The city targets poorer neighborhoods for entry into workforce development programs like CityBuild Academy, a city-funded construction training program, and encourages contractors to ensure half of the local hires are “disadvantaged workers.” The results are mixed: San Francisco data shows that over a third of the roughly 3,400 San Franciscans hired for publicly funded construction projects in the past five years came from just two zip codes. One is among the city’s poorer zip codes, with a median income of $49,945, while the other is more middle-class, with a median income of $72,545 according to the US Census.

Nevertheless, San Francisco sees its policy as a success, and has been explaining its strategy at conferences across the country (including to members of the de Blasio administration, Nim says). Before 2011, when San Francisco had a policy requiring employers make a “good faith effort” to hire 50 percent of their employees from local residents, the rate of local hiring was in effect 20 percent, according to Eddie Ahn, a lawyer at Brightline Defense, an organization that advocated for the adoption of the policy. Today, employers are exceeding the 30 percent local hiring requirements, providing 45 percent of positions to local residents.

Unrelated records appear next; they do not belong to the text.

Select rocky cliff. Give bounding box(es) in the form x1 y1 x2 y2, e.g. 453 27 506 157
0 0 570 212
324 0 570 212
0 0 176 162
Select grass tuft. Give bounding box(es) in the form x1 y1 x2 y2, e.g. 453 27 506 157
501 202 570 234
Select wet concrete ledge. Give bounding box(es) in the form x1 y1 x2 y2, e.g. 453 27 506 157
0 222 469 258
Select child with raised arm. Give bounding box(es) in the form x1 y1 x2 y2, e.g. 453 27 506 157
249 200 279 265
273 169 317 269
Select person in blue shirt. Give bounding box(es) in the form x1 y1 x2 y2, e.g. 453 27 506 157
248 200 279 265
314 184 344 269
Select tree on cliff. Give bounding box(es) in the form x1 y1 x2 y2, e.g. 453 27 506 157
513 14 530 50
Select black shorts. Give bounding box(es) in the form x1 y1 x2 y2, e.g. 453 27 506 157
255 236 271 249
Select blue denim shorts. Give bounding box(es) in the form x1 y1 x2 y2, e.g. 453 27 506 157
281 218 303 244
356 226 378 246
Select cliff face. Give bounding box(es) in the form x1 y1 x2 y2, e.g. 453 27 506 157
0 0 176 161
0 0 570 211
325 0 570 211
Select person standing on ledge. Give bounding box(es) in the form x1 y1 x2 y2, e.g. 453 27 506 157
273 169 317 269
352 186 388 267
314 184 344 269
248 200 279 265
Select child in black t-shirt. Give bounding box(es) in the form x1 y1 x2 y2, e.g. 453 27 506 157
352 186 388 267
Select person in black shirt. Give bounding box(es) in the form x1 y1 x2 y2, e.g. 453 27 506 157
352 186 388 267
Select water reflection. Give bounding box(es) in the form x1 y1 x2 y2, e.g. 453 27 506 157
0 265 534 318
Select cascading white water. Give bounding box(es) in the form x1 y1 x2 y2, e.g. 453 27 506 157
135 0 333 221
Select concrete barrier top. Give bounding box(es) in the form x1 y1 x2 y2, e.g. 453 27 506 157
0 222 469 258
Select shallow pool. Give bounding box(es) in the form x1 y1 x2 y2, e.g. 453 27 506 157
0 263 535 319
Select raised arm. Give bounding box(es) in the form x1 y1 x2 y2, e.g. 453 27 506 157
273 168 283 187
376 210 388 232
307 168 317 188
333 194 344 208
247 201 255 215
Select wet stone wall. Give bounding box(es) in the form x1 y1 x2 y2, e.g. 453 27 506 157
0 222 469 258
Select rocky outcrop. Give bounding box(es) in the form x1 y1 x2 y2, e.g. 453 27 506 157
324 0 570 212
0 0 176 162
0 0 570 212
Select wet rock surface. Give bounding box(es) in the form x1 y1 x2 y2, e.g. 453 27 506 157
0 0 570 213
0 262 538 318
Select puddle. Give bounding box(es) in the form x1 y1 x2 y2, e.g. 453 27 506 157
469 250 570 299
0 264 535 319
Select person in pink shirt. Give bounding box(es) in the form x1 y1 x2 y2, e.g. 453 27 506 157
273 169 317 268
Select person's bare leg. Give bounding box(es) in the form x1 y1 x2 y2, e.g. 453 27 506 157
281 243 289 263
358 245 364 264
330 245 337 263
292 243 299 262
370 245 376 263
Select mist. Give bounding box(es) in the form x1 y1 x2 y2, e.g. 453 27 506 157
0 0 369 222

Nim says the city crafted their policy to avoid legal challenges, and has assuaged contractors by working hard to provide them with easy access to qualified employees. In general, courts have looked favorably on local hiring provisions when municipal governments can prove there is a legitimate justification for discriminating against non-state residents, and when the government can argue it is acting as a “market participant” rather than a “market regulator”—in other words, when the city is merely adding specifications to contracts, rather than trying to police commerce. Yet what constitutes a “market participant” is not sharply defined, with different US Supreme Court cases offering varying interpretations of the phrase.

San Francisco is not the only city with mandated local hiring requirements. Detroit requires that developers of construction projects funded wholly or in part by the city ensure 51 percent of the workforce lives in Detroit. Pasedena and Cleveland and specific projects in other cities have local hiring mandates for projects funded in part by the city. (Hoping to override Cleveland’s policy, the Ohio State legislature passed legislation earlier this year banning all local governments from instituting local hiring requirements for public projects. Cleveland is appealing the state law.)

What about private projects?

These policies suggest that at the very least, it is unwise for New York to outright dismiss the possibility of instituting some kind of legal requirement for local hiring. But rezoning neighborhood advocates have another demand, too: They want local hiring requirements tied not just to city-subsidized projects, but to all projects that benefit from an upzoning. The de Blasio administration has repeatedly expressed concerns about the legality of such requirements, but is currently awaiting the results of a feasibility study that will address the issue.

Los Angeles residents, however, just voted to approve a ballot initiative this November that ties local hiring efforts to zoning. Ballot “JJJ” requires that developers who apply for zoning changes provide affordable housing (similar to de Blasio’s mandatory inclusionary housing law), that they pay prevailing wages, and that they make a “good faith effort” to ensure 30 percent of their workers are Los Angeles residents.

Mariana Huerta Jones, an organizer with the Alliance for Community Transit Los Angeles, said that Los Angelinos got tired of waiting for their elected officials to take action on the issue. And JJJ’s victory may have been propelled by the perception that it was a more friendly alternative to a competing measure that will be put forth by other community groups this March. That measure calls for a moratorium on all market-rate housing development for two years until the city can come up with a citywide plan for future development that respects concerns and local community visions.

Developers oppose both measures, and the Real Deal reports that developers are seeking ways to challenge JJJ and the other ballot initiative.